On 26 Dec 2012, at 20:58, meekerdb wrote:

On 12/26/2012 1:45 AM, Bruno Marchal wrote:

On 24 Dec 2012, at 19:30, meekerdb wrote:

On 12/24/2012 2:36 AM, Bruno Marchal wrote:
We don't have to bet the brain is (Turing universal), we can prove it.

Can we? How would you prove than every person's brain can compute every computable function?

By teaching them to reduce combinators, which is very simple, or by teaching them to play the Game Of Life, or to interpret a LISP Expression, or more simply by teaching them how to add and multiply natural numbers. If they succeed in one of those task, they can emulate any Universal Turing Machine, and are proved to be themselves Turing Universal.
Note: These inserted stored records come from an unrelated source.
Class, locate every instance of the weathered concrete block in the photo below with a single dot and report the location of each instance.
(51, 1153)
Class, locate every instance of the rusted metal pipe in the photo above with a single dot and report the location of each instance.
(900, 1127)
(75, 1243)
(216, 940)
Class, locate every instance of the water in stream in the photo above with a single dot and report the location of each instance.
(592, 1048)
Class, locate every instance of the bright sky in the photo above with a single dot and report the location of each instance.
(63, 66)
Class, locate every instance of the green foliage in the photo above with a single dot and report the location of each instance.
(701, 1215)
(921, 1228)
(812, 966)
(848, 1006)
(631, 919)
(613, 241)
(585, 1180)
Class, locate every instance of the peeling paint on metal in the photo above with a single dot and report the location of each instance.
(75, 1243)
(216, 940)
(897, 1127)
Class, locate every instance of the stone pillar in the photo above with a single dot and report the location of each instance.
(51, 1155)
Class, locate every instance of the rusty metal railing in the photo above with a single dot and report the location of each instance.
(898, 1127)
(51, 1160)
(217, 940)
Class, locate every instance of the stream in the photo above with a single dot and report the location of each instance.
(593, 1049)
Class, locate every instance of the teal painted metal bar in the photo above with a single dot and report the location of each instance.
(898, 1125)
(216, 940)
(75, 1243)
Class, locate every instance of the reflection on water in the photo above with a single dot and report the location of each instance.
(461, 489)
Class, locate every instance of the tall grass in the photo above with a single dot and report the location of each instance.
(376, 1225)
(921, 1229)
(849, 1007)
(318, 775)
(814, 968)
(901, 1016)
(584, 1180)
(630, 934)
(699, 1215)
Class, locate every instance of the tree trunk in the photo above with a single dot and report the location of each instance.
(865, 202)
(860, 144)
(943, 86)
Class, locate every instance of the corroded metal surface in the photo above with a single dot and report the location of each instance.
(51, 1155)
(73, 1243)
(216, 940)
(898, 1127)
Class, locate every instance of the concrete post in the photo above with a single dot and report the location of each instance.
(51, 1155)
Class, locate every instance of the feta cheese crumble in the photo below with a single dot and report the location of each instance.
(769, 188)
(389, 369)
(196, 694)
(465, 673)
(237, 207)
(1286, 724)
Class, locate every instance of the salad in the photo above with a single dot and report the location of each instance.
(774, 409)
With comp that is enough to conclude that their brain is Turing universal.

But that doesn't show they can compute every computable function; some functions will take too much memory space and some computations are very long so there will inevitably be mistakes.

That's the fate of ALL universal number. They have NEVER enough memories. The available 'tape' is always too much short. They always feel like having something more to say. And they always make mistake, unless they are ideally correct, a condition which is met only in the universal number's mind.

Computable does not mean, concretely computable. That would makes addition and multuplication NOT computable, as nobody can add the 10^10000 first digits of PI.

Bruno

Right, it makes 'computable' an approximate notion. But then that breaks the chain of inference that fundamental physics is inconsistent with CTM.